Japonism, or Japonisme, the original French term, which is also used in English, is a term for the influence of the arts of Japan on those of the West. The word was first used by Jules Claretie in his book L’Art Francais en 1872 published in that year. Works arising from the direct transfer of principles of Japanese art on Western, especially by French artists, are called japonesque.

From the 1860s, ukiyo-e, Japanese wood-block prints, became a source of inspiration for many European impressionist painters in France and the rest of the West, and eventually for Art Nouveau and Cubism. Artists were especially affected by the lack of perspective and shadow, the flat areas of strong colour, the compositional freedom in placing the subject off-centre, with mostly low diagonal axes to the background.

Under the influence of folk art and Japanese prints, Gauguin evolved towards Cloisonnism, a style given its name by the critic Édouard Dujardin in response to Emile Bernard’s cloisonne enamelling technique. Gauguin was very appreciative of Bernard’s art and of his daring with the employment of a style which suited Gauguin in his quest to express the essence of the objects in his art. In The Yellow Christ (1889), often cited as a quintessential Cloisonnist work, the image was reduced to areas of pure colour separated by heavy black outlines. In such works Gauguin paid little attention to classical perspective and boldly eliminated subtle gradations of colour, thereby dispensing with the two most characteristic principles of post-Renaissance painting. His painting later evolved towards Synthetism in which neither form nor colour predominate but each has an equal role.

In 1891, Gauguin, frustrated by lack of recognition at home and financially destitute, sailed to the tropics to escape European civilization and “everything that is artificial and conventional.” (Before this he had made several attempts to find a tropical paradise where he could ‘live on fish and fruit’ and paint in his increasingly primitive style, including short stays in Martinique and as a labourer on the Panama Canal construction, however he was dismissed from his job after only two weeks).
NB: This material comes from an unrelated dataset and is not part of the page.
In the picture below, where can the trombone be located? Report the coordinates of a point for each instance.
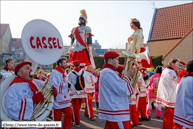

Living in Mataiea Village in Tahiti, he painted “Fatata te Miti” (“By the Sea”), “Ia Orana Maria” (Ave Maria) and other depictions of Tahitian life. He moved to Punaauia in 1897, where he created the masterpiece painting “Where Do We Come From” and then lived the rest of his life in the Marquesas Islands, returning to France only once, when he painted at Pont-Aven. His works of that period are full of quasi-religious symbolism and an exoticized view of the inhabitants of Polynesia. In Polynesia he sided with the native peoples, clashing often with the colonial authorities and with the Catholic Church. During this period he also wrote the book Avant et après (before and after), a fragmented collection of observations about life in Polynesia, memories from his life and comments on literature and paintings. In 1903, due to a problem with the church and the government, he was sentenced to three months in prison, and charged a fine. At that time he was being supported by the art dealer Ambroise Vollard. He died of syphilis before he could start the prison sentence. His body had been weakened by alcohol and a dissipated life. He was 54 years old.